If you’re confused about the strategic justification for the Trump administration’s policies toward Venezuela—including the recent abduction of President Nicolás Maduro—I don’t blame you because most of the rationales that have been offered up so far don’t pass the giggle test.
For starters, this isn’t about protecting the United States from “narcoterrorism.” Not only was Venezuela not a significant source of illegal drugs coming to the United States (and certainly not fentanyl), but US President Donald Trump’s recent decision to give a full pardon to former Honduran President Juan Orlando Hernández—whom a US jury had previously convicted of narcotics trafficking—shows you how much he really cares about that problem. Moreover, the US Justice Department has now admitted that the “Cartel de los Soles”—the supposedly dangerous drug cartel that the Trump administration kept bleating about last year—never actually existed. It was, in other words, a wholly fictitious bit of administration propaganda every bit as real as those Iraqi weapons of mass destruction we were repeatedly warned about and never found.
The seizure of Maduro was also not about making the United States more secure. Venezuela is a very weak country—as the ease with which Maduro was captured shows—and it’s not a close strategic ally of any powerful US rivals. China wasn’t building a military base there, and Iran wasn’t shipping it missiles with which to attack the United States. It had no substantial navy to impinge on US trade routes. Nobody was lying awake at night worrying about the dire threat the United States faced from Caracas, and none of us are sleeping more soundly now that Maduro is jailed in Brooklyn.
Nor was it about promoting democracy, given that Trump has already ruled out trying to place opposition leader María Corina Machado in power and instead intends to deal with Maduro’s deputy, who leads a regime that is still undeniably authoritarian.
If it isn’t stopping dangerous drugs, the need to confront a serious security threat, or a desire to restore democracy, then it must be the oil, right? Trump keeps saying that this is the real reason and that US companies are going to zip right in there and take the oil and make America greater. Wrong again. Trump can believe whatever he wants (and frequently does), but there’s no big oil bonanza waiting for Uncle Sam anytime soon.

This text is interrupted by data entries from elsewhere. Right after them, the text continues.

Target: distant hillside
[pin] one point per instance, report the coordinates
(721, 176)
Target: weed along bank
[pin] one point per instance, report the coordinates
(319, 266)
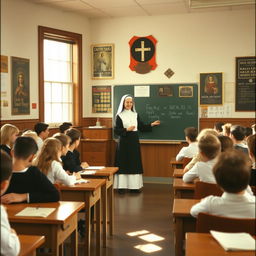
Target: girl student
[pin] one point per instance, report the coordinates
(49, 162)
(9, 133)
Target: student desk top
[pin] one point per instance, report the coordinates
(29, 244)
(182, 189)
(202, 244)
(178, 173)
(59, 225)
(90, 193)
(106, 173)
(184, 222)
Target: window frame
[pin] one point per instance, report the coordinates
(76, 40)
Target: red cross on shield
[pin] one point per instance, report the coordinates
(143, 54)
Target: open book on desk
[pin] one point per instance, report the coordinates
(35, 212)
(80, 181)
(234, 241)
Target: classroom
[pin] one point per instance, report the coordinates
(186, 63)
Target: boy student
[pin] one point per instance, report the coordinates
(209, 148)
(237, 134)
(42, 131)
(232, 173)
(64, 127)
(71, 161)
(192, 149)
(251, 146)
(28, 183)
(10, 244)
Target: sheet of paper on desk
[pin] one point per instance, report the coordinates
(88, 172)
(94, 168)
(80, 181)
(234, 241)
(35, 212)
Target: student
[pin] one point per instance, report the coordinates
(64, 127)
(209, 148)
(10, 244)
(9, 134)
(50, 164)
(232, 173)
(237, 134)
(28, 183)
(218, 127)
(226, 143)
(197, 157)
(192, 149)
(42, 131)
(251, 146)
(71, 161)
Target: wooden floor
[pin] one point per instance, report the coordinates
(150, 211)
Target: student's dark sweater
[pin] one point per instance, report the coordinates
(34, 182)
(6, 149)
(71, 161)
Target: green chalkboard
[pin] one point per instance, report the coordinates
(175, 105)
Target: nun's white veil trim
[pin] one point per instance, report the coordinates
(121, 105)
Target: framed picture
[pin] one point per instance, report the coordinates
(20, 102)
(245, 83)
(185, 91)
(102, 61)
(101, 99)
(211, 89)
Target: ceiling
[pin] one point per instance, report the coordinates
(123, 8)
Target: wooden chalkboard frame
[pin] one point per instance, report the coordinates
(174, 121)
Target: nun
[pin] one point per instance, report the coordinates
(128, 156)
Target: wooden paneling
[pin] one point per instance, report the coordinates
(209, 122)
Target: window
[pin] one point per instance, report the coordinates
(60, 76)
(58, 83)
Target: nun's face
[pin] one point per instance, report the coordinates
(128, 103)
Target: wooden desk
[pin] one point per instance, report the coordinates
(184, 222)
(178, 173)
(90, 193)
(108, 202)
(182, 189)
(29, 244)
(56, 227)
(200, 244)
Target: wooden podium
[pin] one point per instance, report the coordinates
(96, 146)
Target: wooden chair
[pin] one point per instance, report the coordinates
(253, 190)
(207, 222)
(203, 189)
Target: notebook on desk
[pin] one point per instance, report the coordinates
(35, 212)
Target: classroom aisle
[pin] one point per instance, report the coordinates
(150, 211)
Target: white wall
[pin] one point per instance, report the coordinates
(19, 38)
(189, 44)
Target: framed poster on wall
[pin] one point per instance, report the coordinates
(245, 83)
(102, 61)
(211, 89)
(20, 103)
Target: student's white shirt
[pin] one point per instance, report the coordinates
(58, 174)
(228, 205)
(201, 170)
(10, 243)
(190, 151)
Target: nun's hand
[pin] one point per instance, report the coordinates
(157, 122)
(131, 128)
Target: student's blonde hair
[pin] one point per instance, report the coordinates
(7, 130)
(31, 134)
(209, 145)
(49, 153)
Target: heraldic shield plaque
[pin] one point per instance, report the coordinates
(143, 54)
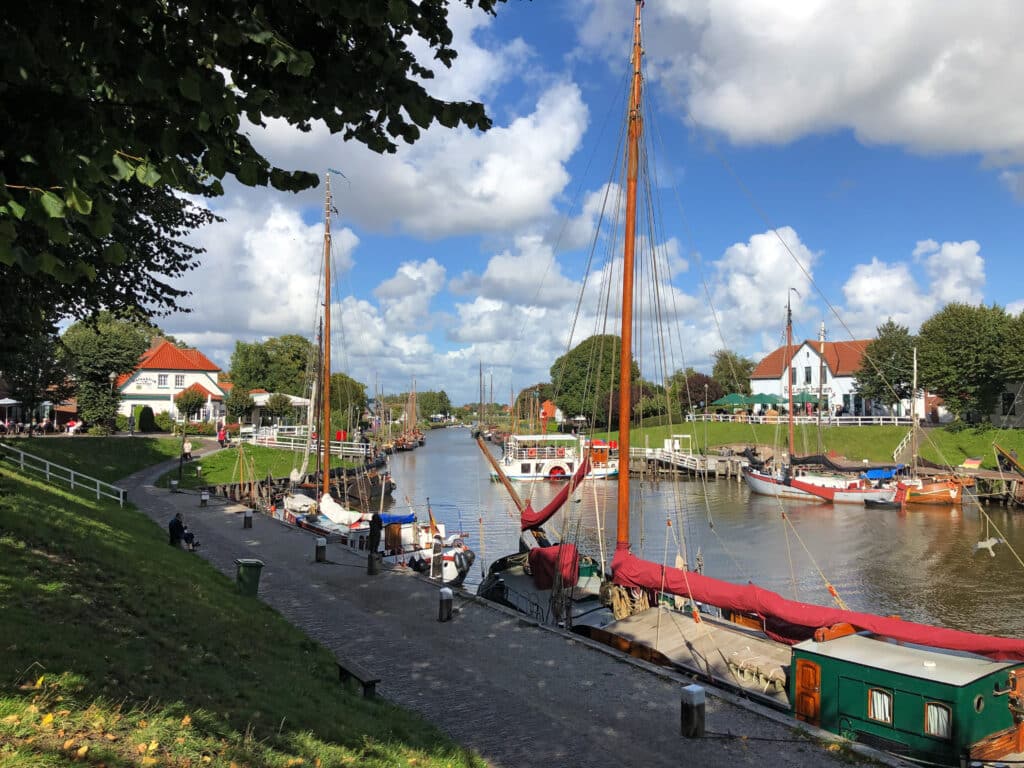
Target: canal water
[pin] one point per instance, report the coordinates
(920, 564)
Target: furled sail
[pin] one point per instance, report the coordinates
(531, 518)
(790, 621)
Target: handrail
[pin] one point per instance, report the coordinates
(52, 471)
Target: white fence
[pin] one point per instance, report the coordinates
(58, 473)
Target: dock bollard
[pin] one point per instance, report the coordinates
(444, 605)
(691, 718)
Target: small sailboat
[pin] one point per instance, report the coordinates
(930, 693)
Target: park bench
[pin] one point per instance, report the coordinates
(352, 671)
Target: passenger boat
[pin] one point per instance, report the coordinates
(932, 694)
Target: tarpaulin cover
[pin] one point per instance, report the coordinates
(546, 561)
(792, 622)
(531, 518)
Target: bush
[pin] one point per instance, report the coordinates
(145, 421)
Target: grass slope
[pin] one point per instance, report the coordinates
(118, 650)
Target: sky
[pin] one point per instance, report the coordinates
(868, 156)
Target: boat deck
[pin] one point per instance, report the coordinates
(718, 649)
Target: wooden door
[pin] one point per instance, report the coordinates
(807, 701)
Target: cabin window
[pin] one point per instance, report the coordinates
(938, 720)
(880, 706)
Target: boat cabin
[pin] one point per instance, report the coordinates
(908, 699)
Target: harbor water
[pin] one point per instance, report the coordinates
(921, 564)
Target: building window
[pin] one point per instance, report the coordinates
(880, 706)
(1009, 403)
(938, 720)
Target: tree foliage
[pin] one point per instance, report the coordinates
(962, 356)
(586, 379)
(94, 349)
(189, 402)
(732, 372)
(163, 96)
(886, 374)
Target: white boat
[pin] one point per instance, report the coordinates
(555, 457)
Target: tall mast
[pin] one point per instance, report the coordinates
(626, 353)
(788, 361)
(326, 380)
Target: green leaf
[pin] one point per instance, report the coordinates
(78, 201)
(53, 206)
(188, 85)
(125, 170)
(146, 174)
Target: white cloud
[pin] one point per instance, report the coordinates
(931, 78)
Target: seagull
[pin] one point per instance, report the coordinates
(988, 544)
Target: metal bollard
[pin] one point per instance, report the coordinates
(691, 717)
(444, 606)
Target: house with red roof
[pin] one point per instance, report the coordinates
(164, 372)
(814, 367)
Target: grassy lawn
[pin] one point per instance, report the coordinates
(118, 650)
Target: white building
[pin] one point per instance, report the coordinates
(164, 372)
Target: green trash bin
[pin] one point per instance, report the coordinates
(247, 577)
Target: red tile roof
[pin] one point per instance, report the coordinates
(843, 357)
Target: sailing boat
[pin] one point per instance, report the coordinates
(931, 693)
(424, 546)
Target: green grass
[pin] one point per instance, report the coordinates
(943, 445)
(117, 649)
(109, 459)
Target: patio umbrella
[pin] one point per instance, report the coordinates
(733, 398)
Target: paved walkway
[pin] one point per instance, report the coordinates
(519, 694)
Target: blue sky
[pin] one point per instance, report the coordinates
(884, 145)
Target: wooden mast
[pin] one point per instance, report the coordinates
(326, 373)
(626, 353)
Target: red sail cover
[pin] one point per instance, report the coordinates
(535, 519)
(546, 561)
(792, 622)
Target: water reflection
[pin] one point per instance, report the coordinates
(920, 564)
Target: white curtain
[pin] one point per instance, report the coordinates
(881, 706)
(937, 720)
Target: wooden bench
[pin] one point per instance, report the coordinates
(352, 671)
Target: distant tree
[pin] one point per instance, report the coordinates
(239, 403)
(962, 356)
(250, 364)
(586, 379)
(886, 374)
(96, 348)
(732, 372)
(189, 402)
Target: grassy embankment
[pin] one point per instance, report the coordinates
(876, 443)
(118, 650)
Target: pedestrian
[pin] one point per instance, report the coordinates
(176, 530)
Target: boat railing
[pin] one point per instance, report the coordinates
(58, 473)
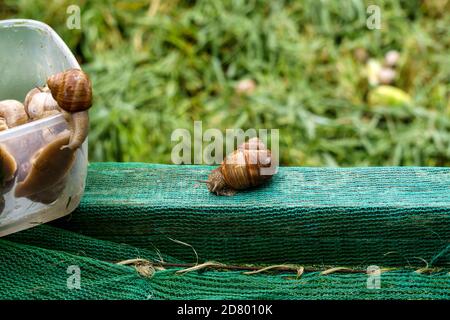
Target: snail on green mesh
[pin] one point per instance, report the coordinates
(242, 169)
(72, 90)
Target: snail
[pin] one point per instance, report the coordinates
(49, 166)
(39, 103)
(8, 169)
(242, 169)
(12, 114)
(8, 166)
(72, 90)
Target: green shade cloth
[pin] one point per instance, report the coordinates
(320, 217)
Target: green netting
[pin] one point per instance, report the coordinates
(397, 217)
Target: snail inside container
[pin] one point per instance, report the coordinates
(43, 126)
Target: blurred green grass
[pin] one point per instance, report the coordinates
(160, 65)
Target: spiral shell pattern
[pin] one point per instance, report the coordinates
(72, 90)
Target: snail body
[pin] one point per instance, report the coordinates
(49, 166)
(40, 104)
(72, 90)
(241, 169)
(12, 114)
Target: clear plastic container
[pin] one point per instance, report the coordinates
(30, 51)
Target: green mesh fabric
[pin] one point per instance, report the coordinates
(321, 217)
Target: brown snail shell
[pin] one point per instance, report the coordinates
(241, 169)
(72, 90)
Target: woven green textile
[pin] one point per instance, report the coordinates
(320, 217)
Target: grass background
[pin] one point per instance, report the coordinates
(160, 65)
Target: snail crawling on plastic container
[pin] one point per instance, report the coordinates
(72, 90)
(12, 114)
(248, 166)
(69, 91)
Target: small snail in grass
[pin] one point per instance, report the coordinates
(72, 90)
(248, 166)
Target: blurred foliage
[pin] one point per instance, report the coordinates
(161, 65)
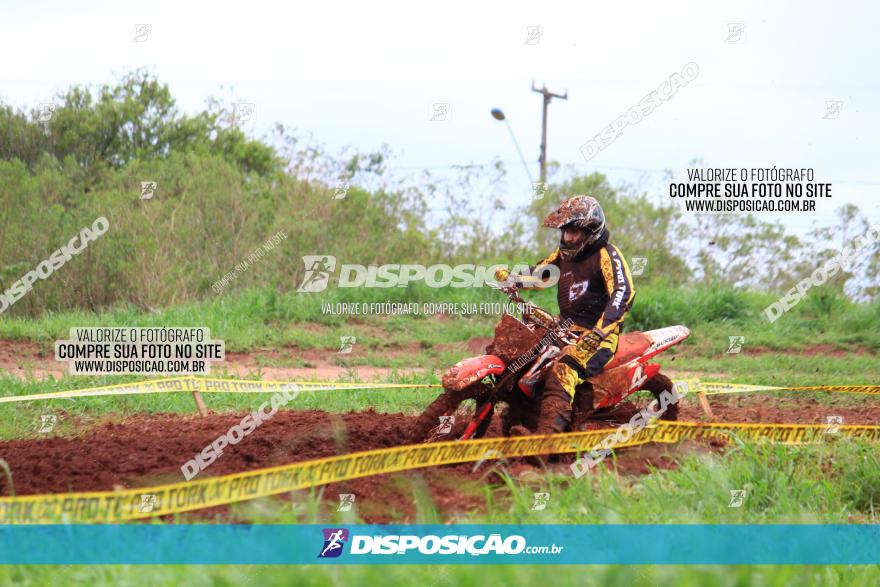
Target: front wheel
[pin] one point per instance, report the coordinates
(433, 425)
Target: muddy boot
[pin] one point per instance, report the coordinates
(555, 411)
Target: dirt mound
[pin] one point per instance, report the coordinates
(147, 450)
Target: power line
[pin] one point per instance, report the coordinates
(610, 167)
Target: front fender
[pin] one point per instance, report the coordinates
(469, 371)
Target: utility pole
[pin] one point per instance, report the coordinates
(548, 95)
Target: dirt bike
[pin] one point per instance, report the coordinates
(514, 367)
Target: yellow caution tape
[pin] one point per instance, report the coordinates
(215, 385)
(717, 388)
(208, 386)
(119, 506)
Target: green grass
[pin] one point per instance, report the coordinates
(263, 318)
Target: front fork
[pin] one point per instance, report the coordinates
(488, 407)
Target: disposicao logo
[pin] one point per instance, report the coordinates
(334, 540)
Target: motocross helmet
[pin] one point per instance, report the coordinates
(581, 212)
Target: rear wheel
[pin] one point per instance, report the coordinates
(433, 425)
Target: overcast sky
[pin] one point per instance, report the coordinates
(368, 73)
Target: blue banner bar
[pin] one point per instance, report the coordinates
(433, 544)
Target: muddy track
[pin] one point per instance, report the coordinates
(146, 450)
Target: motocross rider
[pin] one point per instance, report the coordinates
(595, 292)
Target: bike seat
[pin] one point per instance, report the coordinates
(629, 346)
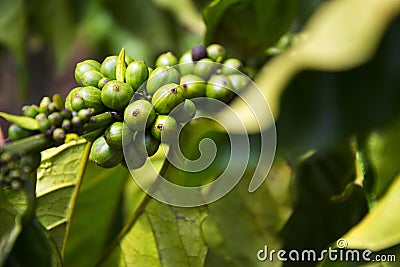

On Tuesday, he boasted that Venezuela had agreed to turn over up to 50 million barrels of oil to the United States, which sounds impressive until you realise that, at most, this amounts to less than four days’ worth of US oil production. Trump said he’d control the revenue from the sale and use it to help Venezuela’s economy—if you believe that, you haven’t been paying attention to Trump’s predatory instincts. And even if the revenues from that oil were eventually available, they would barely scratch the surface of what Venezuela needs to rebuild its economy.